Mr. PETTY. Absolutely not.

Representative BLANTON. As to building material, will the men who are in the business of furnishing the builders' materials be willing to make advances to contractors with such a law on the statute books? Mr. PETTY. I would say not, in my opinion.

Representative BLANTON. If building conditions are stopped and construction is stopped, what effect will that have, first, on property values here? Will it cause them to remain at a standstill or to go up or down?

Mr. PETTY. My belief is that they would go up.

Representative BLANTON. That property values would go up? Mr. PETTY. My belief is that they would go up if construction stopped.

Representative BLANTON. With regard to the rental law on the statute books, what effect will that have on property values in the District, in your judgment?

Mr.
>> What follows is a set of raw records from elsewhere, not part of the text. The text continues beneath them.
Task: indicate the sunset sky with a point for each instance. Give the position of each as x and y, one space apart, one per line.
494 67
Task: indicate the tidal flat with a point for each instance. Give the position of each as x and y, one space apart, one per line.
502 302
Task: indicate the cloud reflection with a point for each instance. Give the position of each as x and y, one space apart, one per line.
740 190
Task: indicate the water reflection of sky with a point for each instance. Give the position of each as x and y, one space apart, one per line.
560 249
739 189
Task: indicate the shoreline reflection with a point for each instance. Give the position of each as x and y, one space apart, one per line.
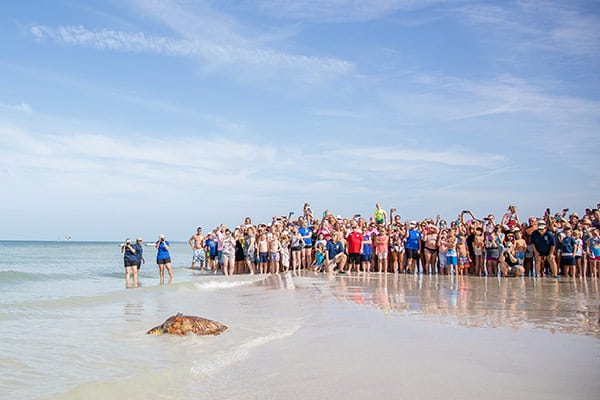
567 305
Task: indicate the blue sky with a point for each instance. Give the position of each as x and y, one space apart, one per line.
124 118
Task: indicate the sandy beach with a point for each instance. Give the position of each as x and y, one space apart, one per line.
306 336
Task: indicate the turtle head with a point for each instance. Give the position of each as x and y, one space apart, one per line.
157 330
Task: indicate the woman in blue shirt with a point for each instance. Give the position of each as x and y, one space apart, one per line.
163 258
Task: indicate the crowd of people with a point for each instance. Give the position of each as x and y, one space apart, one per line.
556 244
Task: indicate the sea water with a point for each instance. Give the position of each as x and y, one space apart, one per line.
71 330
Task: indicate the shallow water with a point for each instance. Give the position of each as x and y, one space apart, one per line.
72 331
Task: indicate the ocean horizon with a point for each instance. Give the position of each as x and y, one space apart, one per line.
72 330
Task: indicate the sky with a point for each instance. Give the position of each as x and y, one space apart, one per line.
139 117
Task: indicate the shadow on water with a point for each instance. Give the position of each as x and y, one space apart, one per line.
566 305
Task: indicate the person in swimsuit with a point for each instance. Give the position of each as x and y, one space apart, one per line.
250 248
381 250
228 253
196 242
379 215
163 258
296 245
130 262
430 248
478 245
492 253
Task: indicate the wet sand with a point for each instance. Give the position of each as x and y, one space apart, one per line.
315 336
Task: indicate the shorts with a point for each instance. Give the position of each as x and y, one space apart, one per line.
227 257
263 257
354 258
567 261
451 260
442 259
275 256
492 254
199 256
412 253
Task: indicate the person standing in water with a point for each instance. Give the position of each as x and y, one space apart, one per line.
139 252
379 215
130 261
163 258
197 244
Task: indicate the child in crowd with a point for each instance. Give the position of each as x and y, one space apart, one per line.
381 248
443 251
319 257
451 254
578 253
478 244
285 252
366 255
464 260
275 253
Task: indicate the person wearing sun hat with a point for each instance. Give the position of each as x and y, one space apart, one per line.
544 245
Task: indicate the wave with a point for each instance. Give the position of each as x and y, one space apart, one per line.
223 282
13 277
217 362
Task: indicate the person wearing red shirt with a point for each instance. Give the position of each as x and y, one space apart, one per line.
354 240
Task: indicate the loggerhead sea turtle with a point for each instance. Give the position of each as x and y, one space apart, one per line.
183 324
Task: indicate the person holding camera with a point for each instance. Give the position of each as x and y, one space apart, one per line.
163 258
130 261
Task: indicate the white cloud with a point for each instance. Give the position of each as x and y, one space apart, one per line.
527 26
210 52
340 10
21 107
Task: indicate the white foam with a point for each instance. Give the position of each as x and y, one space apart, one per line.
234 355
227 283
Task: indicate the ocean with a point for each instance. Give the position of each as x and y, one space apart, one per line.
72 330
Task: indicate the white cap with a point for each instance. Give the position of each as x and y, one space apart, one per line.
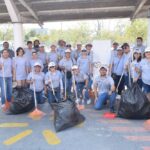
84 50
119 48
67 51
53 44
51 64
104 66
147 49
41 45
37 64
136 51
74 67
79 43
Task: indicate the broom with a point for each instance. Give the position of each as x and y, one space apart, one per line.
80 107
7 104
36 114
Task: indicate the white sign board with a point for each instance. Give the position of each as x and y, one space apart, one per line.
101 54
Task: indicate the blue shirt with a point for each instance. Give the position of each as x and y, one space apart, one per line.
118 65
127 61
145 69
134 65
80 77
67 64
20 65
55 78
42 56
28 53
84 64
7 66
53 56
39 80
33 61
103 84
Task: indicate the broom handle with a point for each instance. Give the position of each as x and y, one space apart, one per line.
4 81
65 85
75 86
52 86
119 81
35 100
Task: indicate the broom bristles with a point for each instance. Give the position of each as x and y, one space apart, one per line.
7 106
109 115
80 107
36 114
147 124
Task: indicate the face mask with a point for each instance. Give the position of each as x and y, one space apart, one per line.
139 43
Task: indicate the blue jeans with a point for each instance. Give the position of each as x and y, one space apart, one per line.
146 88
103 98
52 98
8 81
126 80
68 85
90 82
139 82
80 87
39 96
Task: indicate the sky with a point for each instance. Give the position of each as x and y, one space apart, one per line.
106 24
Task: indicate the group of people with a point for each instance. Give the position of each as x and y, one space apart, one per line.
64 71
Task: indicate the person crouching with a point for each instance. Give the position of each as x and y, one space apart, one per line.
53 80
104 89
36 78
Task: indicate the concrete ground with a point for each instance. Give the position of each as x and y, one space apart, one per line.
19 132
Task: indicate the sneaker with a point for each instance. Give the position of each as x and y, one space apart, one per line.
112 110
89 101
118 97
77 101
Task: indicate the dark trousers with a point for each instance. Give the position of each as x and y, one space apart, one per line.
121 85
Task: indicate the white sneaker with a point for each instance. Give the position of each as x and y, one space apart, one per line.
77 101
89 101
118 97
3 105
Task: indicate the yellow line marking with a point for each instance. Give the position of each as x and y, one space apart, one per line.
17 137
51 137
13 125
80 125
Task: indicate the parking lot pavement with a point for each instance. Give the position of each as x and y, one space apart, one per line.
19 132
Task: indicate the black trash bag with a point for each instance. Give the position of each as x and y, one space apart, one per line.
66 115
23 101
134 104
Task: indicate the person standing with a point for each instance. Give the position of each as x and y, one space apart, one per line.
65 66
53 56
6 72
145 70
77 52
29 50
20 65
136 77
80 79
139 45
43 57
36 78
53 81
104 89
34 60
10 51
118 70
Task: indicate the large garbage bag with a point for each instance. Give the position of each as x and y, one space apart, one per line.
134 104
23 101
66 115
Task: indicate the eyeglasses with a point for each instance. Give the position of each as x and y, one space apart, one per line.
52 67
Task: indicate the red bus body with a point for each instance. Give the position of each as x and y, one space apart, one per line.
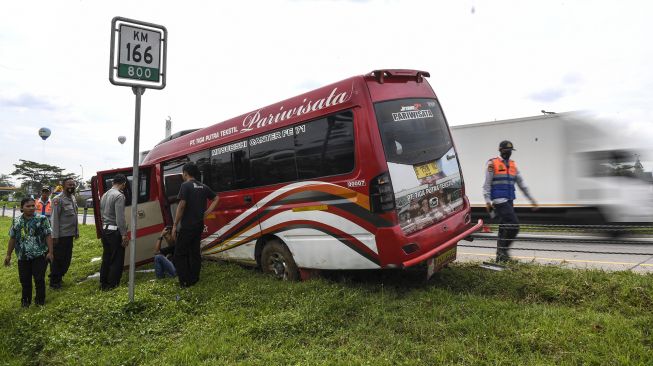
371 214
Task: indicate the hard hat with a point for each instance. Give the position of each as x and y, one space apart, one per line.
506 145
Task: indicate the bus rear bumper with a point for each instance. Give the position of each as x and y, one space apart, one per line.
444 247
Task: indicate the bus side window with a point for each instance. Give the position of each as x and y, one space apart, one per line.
241 174
273 161
326 146
172 179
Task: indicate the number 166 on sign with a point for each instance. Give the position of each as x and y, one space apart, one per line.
139 53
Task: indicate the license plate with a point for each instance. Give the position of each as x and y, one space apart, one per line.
436 263
426 170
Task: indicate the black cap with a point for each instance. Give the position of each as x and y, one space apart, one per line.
505 144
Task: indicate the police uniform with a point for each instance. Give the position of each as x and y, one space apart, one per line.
114 227
64 229
43 208
501 175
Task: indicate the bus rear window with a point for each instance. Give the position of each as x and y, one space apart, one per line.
412 130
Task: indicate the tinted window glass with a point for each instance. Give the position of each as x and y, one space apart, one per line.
326 146
412 130
144 186
229 167
272 157
201 159
172 178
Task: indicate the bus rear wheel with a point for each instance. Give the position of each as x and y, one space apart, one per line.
277 260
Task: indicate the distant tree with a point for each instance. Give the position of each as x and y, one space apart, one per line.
35 176
5 181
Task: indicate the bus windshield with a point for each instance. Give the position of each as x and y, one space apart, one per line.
412 130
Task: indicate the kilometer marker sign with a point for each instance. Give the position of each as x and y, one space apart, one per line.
138 55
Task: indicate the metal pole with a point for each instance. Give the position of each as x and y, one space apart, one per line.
138 91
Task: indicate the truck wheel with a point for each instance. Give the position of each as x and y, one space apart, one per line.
277 260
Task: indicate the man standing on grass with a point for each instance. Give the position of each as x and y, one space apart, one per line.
43 203
64 229
499 192
114 233
189 224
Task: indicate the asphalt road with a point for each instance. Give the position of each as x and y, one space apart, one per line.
557 253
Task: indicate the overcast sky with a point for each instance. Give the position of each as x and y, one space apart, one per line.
488 60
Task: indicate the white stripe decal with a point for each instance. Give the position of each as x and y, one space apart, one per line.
326 218
250 211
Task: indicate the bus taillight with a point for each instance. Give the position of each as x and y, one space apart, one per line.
382 196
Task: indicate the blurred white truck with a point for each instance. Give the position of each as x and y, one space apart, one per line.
578 170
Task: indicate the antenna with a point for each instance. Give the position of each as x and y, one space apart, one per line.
168 126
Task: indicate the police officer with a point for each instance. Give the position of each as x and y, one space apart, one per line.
501 174
43 203
64 229
114 233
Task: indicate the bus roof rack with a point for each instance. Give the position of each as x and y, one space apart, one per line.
381 75
176 135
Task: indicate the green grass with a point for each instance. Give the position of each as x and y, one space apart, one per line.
464 315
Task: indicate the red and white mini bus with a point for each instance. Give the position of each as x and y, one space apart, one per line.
360 174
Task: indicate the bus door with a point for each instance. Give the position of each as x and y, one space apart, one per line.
231 231
149 217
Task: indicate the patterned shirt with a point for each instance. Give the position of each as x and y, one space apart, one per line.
30 236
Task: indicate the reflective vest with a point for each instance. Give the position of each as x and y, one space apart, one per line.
39 207
503 182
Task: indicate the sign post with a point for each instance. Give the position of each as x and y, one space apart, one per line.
138 60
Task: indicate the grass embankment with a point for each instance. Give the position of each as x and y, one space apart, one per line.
464 315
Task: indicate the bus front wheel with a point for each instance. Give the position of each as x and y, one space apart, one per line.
277 260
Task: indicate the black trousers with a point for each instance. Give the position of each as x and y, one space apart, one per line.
188 258
113 258
508 228
63 253
28 269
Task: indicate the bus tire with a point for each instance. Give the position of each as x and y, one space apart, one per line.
277 260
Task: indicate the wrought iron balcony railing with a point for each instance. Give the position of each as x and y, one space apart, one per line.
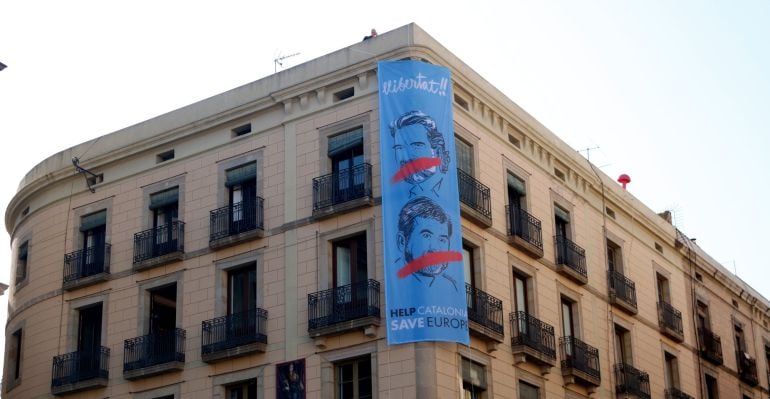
670 318
710 346
159 241
75 367
237 218
474 194
629 380
578 355
571 255
621 288
227 332
342 186
484 309
747 368
532 333
342 304
86 262
525 226
675 393
154 349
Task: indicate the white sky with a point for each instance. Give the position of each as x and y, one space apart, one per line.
676 94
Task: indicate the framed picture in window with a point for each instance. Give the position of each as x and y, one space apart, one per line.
290 380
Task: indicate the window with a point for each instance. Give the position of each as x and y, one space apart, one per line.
664 292
241 183
163 312
614 257
568 317
623 346
346 152
90 336
740 340
464 156
165 211
520 293
93 235
344 94
702 313
242 290
241 130
528 391
712 390
474 379
21 262
671 370
164 156
354 378
14 360
469 267
349 261
562 220
243 390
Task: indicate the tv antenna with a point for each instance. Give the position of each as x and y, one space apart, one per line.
279 61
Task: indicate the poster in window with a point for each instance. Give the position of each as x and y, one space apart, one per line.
290 380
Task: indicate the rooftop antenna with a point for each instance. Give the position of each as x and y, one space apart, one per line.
80 169
278 61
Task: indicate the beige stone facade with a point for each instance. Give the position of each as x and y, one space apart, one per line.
175 250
PETTY. The rental law?

Representative BLANTON. Yes. If we pass a permanent rental law, what effect will that have?

Mr. PETTY. In my judgment it would seriously affect the values. Representative BLANTON. To what extent would it affect them and how would it affect them? Would it cause them to go up or down, and to what extent?

Mr. PETTY. I would not like to answer that offhand. I would want to give it consideration.

Representative BLANTON. If construction is stopped here, how will it effect the men who are dependent upon construction for their livelihood in the way of labor?

Mr. PETTY. It will put them out of work.

Representative BLANTON. To what extent would that affect the population of the District in your judgment?

Mr. PETTY. I would not be able to answer that question.

Senator JONES of Washington. I have to leave the hearing now. I understand we do not have another meeting after this morning until next Monday. I want to suggest to these gentlemen that in the meantime they try to frame some constructive suggestion in a legislative way to meet the situation in lieu of this bill we have before us if they do not favor it.

Mr. PETTY. If you could wait just a minute, Senator, I might answer you in this way: We as practical business men do not believe there is any legislation that can correct conditions which we do not believe exist.

Senator JONES of Washington. Then if you take that position, all right.

Representative BLANTON. I am going to introduce in the House to-day a bill which I think covers the situation. I am going to present it to the committee when I have an opportunity as a substitute for this rent bill, covering the suggestions made by the chairman as to the pyramiding of trusts and the evils that come from that as well as the other evils that exist. I hope a little later to get that matter properly submitted here as the substitute for the permanent rent bill.

The CHAIRMAN. So far as the chairman is concerned, the committee will welcome-yes, more than welcome-any proposition in

the form of legislation that will correct conditions without going to the extreme of a permanent rent law. I am sure that every member of the committee feels the same way, that they want to correct conditions and do not want to do anything that is going to interfere with the future development of this city. We want a fair and just bill to present to Congress. I am not wedded to any particular bill. I have never indorsed this bill. I have never said whether I could support it or could not support it. I have stated frequently to several members of the committee that personally I was opposed to a continuation of the rent act if the conditions could be corrected in any other way, and that is my position to-day.

Representative BLANTON. May I ask Mr. Petty this question? If Congress should give your real estate board the power to annul a license of a realtor and keep him out of business-I am not asking this question with any intent of reflection on the board, but just by reason of the kind of testimony that we get here-are there enough honest men in your board to keep the crooks out by annulling their licenses?

Representative HAMMER. There are no crooks in the board.

The CHAIRMAN. I want to state this further before that question is answered. I believe some legislation is necessary. Therefore I think you gentlemen ought to help us in preparing that legislation since you know that we feel there are conditions here that you do not admit, but that we feel ought to be corrected.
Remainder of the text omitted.